Chrysler has a lot going on right now, with the launch of the 200 sedan, totally reinvented and unveiled on Monday in Detroit -- and of course, the brand new, completely reinvented Chrysler LLC, now owned in toto by Fiat SpA via a $4.35-billion deal with the UAW’s Retiree Medical Benefits Trust.
At the North American International Auto Show in Detroit, CEO Sergio Marchionne, speaking to reporters, said questions about where headquarters will be are irrelevant.
"I think we need to be careful when we try to define 'headquarters' for car companies because the way in which we have structured the company is that we have operations across the world," he said, adding that the headquarters siting is almost irrelevant because decision making is delegated to regions. The U.S., he said, will play a major role because 50% of combined volume will be there, and Italy will play a big role for the company because of the brand's premium-car history, technology and capacity around Alfa Romeo and Maserati. "But headquarters is a bad term. It's a bit of an antiquated word. I spend lots of time on airplanes, and the group executive council travels. Where that group meets is where it's executed."
Among upcoming product programs is the new Wrangler, which hasn't been redesigned since 2006, and desperately needs a weight loss plan if the company is going to meet fuel-economy goals. But Marchionne made it clear that the word "redesign" is off the table for the vehicle, which is one of the relatively few cars that warrant the way-overused benediction "icon."

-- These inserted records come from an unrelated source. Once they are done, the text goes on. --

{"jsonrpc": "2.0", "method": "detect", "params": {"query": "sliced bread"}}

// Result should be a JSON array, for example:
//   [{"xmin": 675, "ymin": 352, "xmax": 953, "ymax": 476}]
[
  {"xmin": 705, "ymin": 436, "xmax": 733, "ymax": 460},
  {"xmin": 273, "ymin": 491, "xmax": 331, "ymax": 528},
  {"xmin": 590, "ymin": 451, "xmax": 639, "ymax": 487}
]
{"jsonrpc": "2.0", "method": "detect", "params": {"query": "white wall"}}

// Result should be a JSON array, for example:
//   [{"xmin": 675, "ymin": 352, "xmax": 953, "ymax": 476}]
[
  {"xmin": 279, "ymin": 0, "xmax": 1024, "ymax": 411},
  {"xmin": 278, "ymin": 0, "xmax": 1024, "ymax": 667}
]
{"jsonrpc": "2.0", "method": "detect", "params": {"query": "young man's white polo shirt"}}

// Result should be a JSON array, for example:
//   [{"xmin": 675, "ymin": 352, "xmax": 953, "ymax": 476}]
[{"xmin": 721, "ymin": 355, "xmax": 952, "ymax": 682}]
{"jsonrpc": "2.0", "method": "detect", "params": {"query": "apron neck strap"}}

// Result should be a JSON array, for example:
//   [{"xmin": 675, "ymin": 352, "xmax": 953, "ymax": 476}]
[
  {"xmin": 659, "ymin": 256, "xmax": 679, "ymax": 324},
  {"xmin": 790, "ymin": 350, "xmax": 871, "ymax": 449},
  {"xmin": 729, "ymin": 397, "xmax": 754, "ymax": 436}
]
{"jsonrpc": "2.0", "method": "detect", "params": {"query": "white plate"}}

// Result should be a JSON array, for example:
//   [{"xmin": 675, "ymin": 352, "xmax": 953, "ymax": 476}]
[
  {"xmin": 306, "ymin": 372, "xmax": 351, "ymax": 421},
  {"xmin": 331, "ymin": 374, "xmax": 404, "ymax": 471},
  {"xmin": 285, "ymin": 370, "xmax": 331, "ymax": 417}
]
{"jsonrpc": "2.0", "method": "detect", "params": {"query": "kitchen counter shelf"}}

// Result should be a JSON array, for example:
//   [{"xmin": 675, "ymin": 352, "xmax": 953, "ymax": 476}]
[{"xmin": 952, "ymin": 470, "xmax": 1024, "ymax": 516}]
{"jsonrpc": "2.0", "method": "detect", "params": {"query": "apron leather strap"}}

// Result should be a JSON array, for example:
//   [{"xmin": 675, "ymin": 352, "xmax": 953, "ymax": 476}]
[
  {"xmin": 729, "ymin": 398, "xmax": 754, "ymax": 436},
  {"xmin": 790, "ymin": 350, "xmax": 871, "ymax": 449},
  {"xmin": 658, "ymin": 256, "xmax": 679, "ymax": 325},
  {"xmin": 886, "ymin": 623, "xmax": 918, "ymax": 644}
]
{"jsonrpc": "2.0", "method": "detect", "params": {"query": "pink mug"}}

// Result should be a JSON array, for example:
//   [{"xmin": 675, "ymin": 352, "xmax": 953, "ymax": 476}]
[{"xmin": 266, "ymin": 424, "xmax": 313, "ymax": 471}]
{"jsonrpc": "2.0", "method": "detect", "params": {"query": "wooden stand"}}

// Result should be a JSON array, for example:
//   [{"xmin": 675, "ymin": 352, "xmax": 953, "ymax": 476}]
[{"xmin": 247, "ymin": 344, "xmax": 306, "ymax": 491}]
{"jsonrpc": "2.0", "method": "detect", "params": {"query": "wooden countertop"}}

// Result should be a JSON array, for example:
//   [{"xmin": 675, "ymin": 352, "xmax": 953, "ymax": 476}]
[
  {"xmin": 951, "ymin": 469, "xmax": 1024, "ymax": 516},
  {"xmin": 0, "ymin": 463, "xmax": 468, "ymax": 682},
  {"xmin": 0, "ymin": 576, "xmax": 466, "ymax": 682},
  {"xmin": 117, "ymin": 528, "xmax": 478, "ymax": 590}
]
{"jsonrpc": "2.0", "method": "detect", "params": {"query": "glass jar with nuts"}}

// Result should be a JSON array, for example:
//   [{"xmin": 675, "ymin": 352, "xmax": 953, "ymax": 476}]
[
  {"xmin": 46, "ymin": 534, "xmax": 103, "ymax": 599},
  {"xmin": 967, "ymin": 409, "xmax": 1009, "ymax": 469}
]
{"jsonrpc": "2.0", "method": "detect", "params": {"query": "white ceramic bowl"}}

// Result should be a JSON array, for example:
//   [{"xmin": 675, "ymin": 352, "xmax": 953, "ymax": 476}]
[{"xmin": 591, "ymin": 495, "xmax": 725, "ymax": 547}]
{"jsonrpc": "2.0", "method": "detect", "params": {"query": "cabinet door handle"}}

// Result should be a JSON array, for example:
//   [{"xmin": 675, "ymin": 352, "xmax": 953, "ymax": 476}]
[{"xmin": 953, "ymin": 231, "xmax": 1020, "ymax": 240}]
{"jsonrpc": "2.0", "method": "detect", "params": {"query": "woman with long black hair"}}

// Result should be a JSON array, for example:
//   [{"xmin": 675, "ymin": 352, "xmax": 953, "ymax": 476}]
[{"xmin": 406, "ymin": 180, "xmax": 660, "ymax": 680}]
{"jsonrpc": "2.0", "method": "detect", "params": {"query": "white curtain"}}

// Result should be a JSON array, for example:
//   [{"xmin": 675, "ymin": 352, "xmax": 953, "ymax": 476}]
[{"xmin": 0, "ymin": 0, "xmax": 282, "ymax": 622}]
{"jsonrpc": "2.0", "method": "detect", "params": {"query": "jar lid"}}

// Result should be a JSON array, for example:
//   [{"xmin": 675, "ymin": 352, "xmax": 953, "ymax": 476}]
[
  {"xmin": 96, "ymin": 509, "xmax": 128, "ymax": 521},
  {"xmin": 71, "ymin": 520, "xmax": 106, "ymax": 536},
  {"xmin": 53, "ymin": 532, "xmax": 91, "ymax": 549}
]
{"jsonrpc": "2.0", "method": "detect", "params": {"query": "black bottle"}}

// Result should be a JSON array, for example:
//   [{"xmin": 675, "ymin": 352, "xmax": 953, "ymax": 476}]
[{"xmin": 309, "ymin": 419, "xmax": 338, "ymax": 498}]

"This is the riskiest thing we can do,” he said. “If substantially upgrading Wrangler to reflect advancement in technology means taking away any capabilities, then we have killed it." He said the vehicle must, however, be a lot lighter and enjoy an improved powertrain -- and yes, get an update in design and style, "but we must do this without touching the fundamental elements of the car."
Marchionne said implementation is fewer than two years away, and the company is committed to never taking production of the Wrangler outside of Toledo, Ohio. He said the same thing goes for Cherokee, which is built out of Chrysler's Jefferson North facility in Detroit. That could be tough, given Chrysler's global ambitions for Jeep. "A challenge for us is the internationalization of Jeep while preserving as many U.S. installations as possible," he conceded.
And he repeated a truism that keeps auto marketers up at night, or should: a tier-three player in the auto mass market is a bit like one of those subatomic particles that lasts for a millisecond and vanishes. "If you are a small guy making a couple of million cars a year, you should start worrying. You can't be a guppy in a world of sharks. I don't think the shakeout is over; the rationalization of the industry isn't over," he said.
The recovery of the Detroit Three should keep that particular dog off some heels in Motown. "There was a stench of death on the stands [at the auto show] in 2008," said Marchionne. "Now all of us have come back in vibrant ways with renewed products. There isn't a single guy out there [among the Detroit automakers] who today is ashamed or embarrassed or inadequate versus everyone else. It's been a five-year travel. Today's a good day. Lazarus has risen."